ASCIIbonics
<chat> (From
ASCII and Ebonics) A style of text communication in English which is most common on
talk systems such as
irc.
Its notable characteristics are:
Typing all in lowercase (and occasionally all in uppercase).
Copious use of abbreviations of the sort "u" for "you" "1" for "one" (and therefore "some1" for "someone", "ne1" for "anyone"), "2" for "to", "r" for "are", etc.
A general lack of punctuation, except for strings of question marks and exclamation marks.
Common use of the idiom "m or f?", meant to elicit a statement of the listener's gender.
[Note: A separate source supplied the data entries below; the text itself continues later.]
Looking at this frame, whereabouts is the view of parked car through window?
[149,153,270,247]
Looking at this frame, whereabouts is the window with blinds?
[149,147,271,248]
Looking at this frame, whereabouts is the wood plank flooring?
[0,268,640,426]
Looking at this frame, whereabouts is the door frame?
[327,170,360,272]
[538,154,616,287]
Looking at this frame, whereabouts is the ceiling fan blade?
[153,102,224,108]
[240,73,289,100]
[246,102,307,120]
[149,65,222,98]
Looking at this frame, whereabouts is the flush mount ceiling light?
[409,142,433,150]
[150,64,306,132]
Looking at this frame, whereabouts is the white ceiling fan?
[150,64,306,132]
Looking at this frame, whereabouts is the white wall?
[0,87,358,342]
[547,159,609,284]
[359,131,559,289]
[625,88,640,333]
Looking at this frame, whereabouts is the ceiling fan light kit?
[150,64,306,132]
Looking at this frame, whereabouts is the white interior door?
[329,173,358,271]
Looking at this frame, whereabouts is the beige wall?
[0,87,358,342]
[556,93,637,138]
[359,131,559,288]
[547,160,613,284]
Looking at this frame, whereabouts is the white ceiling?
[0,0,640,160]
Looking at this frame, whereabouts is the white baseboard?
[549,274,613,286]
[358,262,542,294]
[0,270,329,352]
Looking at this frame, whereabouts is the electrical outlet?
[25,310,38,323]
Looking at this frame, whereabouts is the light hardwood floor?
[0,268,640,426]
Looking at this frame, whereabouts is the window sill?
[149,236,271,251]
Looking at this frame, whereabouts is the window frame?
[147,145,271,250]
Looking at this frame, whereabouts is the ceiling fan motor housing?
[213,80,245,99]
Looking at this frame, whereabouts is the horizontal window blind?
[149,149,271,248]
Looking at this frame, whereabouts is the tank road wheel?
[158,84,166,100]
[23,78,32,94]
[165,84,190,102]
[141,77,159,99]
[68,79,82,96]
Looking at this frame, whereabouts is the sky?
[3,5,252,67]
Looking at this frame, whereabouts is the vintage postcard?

Typical extended discourse in ASCIIbonics: "hey wasup ne1 want 2
cyber?"
"m or f?"
ASCIIbonics is similar to the way
B1FF talked, although B1FF used more punctuation (lots more), and used all uppercase, rather than all lowercase.
What's more, B1FF was only interested in
warez, and so never asked "m or f?".
It has been widely observed that some of the purest examples of ASCIIbonics come from non-native speakers of English.
The phenomenon of ASCIIbonics predates by several years the use of the word "ASCIIbonics", as the word could only have been coined in or after late 1996, when "Ebonics" was first used in the US media to denote the US English dialects known in the linguistic literature as "Black Vernacular English".